Find unique (key: value) pair given N dictionaries in python

Question

I would like to find an easy and/or fast way to find all common couple (pair: value) given N dictionaries in python. (3.X would be best)

PROBLEM

Given a set of 3 dicts (but it could be any dict, it is just for the example)

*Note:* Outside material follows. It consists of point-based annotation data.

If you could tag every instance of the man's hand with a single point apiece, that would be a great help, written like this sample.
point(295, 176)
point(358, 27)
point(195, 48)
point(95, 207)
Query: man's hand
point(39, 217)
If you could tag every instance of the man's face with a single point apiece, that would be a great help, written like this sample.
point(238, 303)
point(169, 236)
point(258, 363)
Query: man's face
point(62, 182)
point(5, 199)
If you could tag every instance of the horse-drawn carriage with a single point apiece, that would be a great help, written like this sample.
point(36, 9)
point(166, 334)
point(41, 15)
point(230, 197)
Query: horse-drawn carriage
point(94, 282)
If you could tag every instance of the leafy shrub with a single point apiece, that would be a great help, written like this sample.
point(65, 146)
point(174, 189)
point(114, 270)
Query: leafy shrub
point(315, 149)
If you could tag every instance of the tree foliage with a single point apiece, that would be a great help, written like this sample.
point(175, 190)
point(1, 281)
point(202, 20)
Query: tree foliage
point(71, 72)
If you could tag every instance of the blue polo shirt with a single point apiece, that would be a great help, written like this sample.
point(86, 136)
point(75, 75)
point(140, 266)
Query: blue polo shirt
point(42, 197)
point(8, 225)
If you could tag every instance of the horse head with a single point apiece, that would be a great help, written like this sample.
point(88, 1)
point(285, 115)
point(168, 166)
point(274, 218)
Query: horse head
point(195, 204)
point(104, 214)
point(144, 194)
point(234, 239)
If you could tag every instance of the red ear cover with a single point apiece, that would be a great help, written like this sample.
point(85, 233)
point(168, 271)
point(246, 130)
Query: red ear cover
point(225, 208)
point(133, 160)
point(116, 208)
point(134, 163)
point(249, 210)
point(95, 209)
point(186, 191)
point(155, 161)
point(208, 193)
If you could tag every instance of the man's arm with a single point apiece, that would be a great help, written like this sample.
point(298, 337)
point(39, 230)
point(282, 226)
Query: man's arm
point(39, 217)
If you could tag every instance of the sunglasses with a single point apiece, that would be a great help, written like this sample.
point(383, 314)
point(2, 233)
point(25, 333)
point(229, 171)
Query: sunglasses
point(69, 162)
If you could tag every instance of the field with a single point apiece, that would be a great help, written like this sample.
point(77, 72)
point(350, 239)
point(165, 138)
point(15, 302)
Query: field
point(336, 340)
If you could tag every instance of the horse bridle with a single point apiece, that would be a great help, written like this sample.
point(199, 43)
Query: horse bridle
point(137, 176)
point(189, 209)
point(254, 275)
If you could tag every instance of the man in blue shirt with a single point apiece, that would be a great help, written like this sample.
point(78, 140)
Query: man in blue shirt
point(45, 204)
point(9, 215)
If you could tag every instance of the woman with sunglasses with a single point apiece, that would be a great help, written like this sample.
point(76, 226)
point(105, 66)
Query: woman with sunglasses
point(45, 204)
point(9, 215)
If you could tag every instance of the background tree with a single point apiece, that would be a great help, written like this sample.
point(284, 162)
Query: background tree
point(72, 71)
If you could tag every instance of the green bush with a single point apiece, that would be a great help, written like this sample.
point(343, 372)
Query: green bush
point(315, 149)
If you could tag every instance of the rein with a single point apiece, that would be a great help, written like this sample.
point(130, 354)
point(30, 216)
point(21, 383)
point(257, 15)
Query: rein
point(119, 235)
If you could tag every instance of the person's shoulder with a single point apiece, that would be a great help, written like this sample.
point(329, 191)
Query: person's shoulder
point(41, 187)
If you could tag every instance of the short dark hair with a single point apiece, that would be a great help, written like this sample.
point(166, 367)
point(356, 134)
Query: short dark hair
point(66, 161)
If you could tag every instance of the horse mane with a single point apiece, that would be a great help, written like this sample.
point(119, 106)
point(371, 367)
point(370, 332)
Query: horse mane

n1 = {'a': 1, 'b': 2, 'c': 3}
n2 = {'a': 1, 'b': 4, 'c': 3, 'd': 4}
n3 = {'a': 1, 'b': 2, 'c': 3, 'd': 4}

The result for common (key: values) for n1, n2 and n3 should be:

({'a': 1, 'c': 3})

And for n2 and n3 it should be

({'a': 1, 'c': 3, 'd': 4})

I first though about using a brute force algorithm that will check every pair (key: value) for every dict

Here is a implementation using a recursive algorithm

SOLUTION A

list_dict = [n1, n2, n3]

def finding_uniquness(ls):

    def recursion(ls, result):
        if not ls:
            return result
        result = {k: v  for k, v in result.items()  for k1, v1 in ls[0].items() if k == k1 and v == v1}
        return recursion(ls[1:], result)

    return recursion(ls[1:], ls[0])


finding_uniquness(list_dict)
# {'c': 3, 'a': 1}

But it is not easily understandable and the complexity is high (I'm not sure how to calculate complexity; but since we compare all the elements on all dict, the complexity should be O(N²)?)

Then, I though about Sets. because it could naturally compare all the element

SOLUTION B

import functools

list_dict = [n1, n2, n3]
set_list = [set(n.items()) for n in list_dict]

functools.reduce(lambda x, y: x & y, set_list)
 # {('a', 1), ('c', 3)}

It is so much better than the previous solution, unfortunately, when one of the key have a list as values it throws an error:

>>> n = {'a': [], 'b': 2, 'c': 3}
>>> set(n.items()) 

TypeError: unhashable type: 'list'

My question is then double:

• is there any better algorithm than SOLUTION A?
• or is there a way to avoid the TypeError with SOLUTION B?

of course, any other remarks will be welcome.

Answer 1

Simpler and more efficient way:

>>> {k: v
     for k, v in list_dict[0].items()
     if all(k in d and d[k] == v
            for d in list_dict[1:])}
{'c': 3, 'a': 1}

Using an extra variable for list_dict[1:] might be beneficial, otherwise the short-circuiting of all somewhat goes to waste. Or if you don't need the list afterwards you could just pop the "master" dictionary:

>>> {k: v
     for k, v in list_dict.pop().items()
     if all(k in d and d[k] == v
            for d in list_dict)}
{'c': 3, 'a': 1}

Or using get with a default that cannot be in the dictionary as suggested by @Jean-FrançoisFabre:

>>> marker = object()
>>> {k: v
         for k, v in list_dict.pop().items()
         if all(d.get(k, marker) == v
                for d in list_dict)}
{'c': 3, 'a': 1}